14 アラ大変
・・・・・・。
「・・・・・・。どうやら、行ったみたいですね」
笑美と華子が走り去った後、
図書室の隣の教室からひょこっと顔を出した人物がそう言った。
「あ、あのぅ・・・・・・」
その人物に、隣に居た紳士クン(・・)が(・)声をかけた。
「これは一体どういう事ですか?静香さん(・・)」
そう、紳士クンを図書室から引っ張り出し、隣のこの部屋に連れて来たのは、
二年の迚摸静香だった。
そして静香は紳士クンの問いかけに、振り返ってこう答えた。
「実は私、この校舎に閉じ込められていたんです」
「え⁉そ、そうだったんですか⁉」
驚く紳士クンに、静香は静かな口調で続けた。
「乙子さんは、私が図書委員をしているのはご存じですよね?」
「は、はい」
「私、子供の頃から読書が大好きなんです。
それで、この図書室には今の図書館に置いていない珍しい本が沢山あるので、
毎日放課後ここへ来て読書をしていたんです。
そして今日も放課後にここへ来て読書をして、
下校時刻になったので帰ろうとしたら、アラ大変。
ここに入る時に通った窓が、外から板で塞がれているじゃあありませんか」
「ああ、それは生徒会の副会長さんが、この校舎に生徒を入らせない為にやったみたいです」
「そうだったんですか。
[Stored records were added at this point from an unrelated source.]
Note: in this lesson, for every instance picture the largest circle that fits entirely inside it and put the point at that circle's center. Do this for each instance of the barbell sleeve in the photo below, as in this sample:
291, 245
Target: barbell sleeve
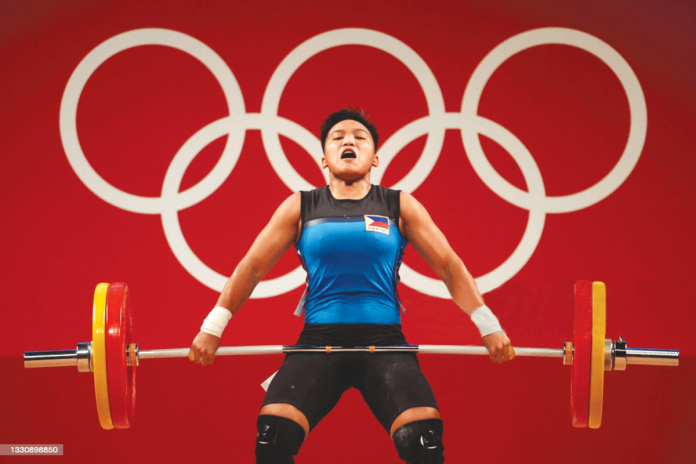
620, 352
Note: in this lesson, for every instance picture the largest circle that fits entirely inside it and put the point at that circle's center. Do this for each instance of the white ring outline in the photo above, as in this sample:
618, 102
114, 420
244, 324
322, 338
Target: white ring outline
370, 38
76, 84
535, 200
610, 57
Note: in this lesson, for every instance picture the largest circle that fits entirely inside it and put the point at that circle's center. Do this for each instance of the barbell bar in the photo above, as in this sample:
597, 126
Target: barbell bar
113, 359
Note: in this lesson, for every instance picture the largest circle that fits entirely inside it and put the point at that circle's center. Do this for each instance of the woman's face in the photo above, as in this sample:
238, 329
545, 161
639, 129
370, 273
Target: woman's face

それならもう、ここに来るのは控えないといけませんね」
「そうですね。それで、あの、という事は、
静香さんは放課後から今まで、ずっとこの校舎に居たんですよね?」
「はい。唯一の出入り口が塞がれてしまったので」
「あの、それなんですけど、他の窓や扉の鍵を、
普通に(・)内側から(・・)開ければ(・・・・)、すんなりここから出られたのではないですか?」
「・・・・・・そうですね・・・・・・」
「気が、つかなかったんですか?」
「ゴメンナサイ。私、読書以外の事ではてんで(・・・)頭が回らなくて・・・・・・」
「あ、いや、それは別にいいんです。
それより、静香さんは毎日放課後、この図書室に来ていたんですね?」
「そうです」
「じゃ、じゃあ、昨日ボクの友達が図書室で見た幽霊って、
静香さんの事だったんですか?」
「ああ、そうですね。でも、私は幽霊じゃありません」
「はい、もちろん分かっています。
でも、昨日は図書室に鍵をかけて中に隠れたらしいですね?どうしてそんな事を?」
「見回りの先生が来たと思ったんです。
だから咄嗟に鍵をかけて、中に隠れたんです。
でもあれは、乙子さんのお友達だったんですね」
「はい、何としても幽霊に会いたいらしくて。というか、
さっき本人に直接説明してくれたらよかったじゃないですか。
それなのにボクをあの二人からこっそり引き離すような事をして。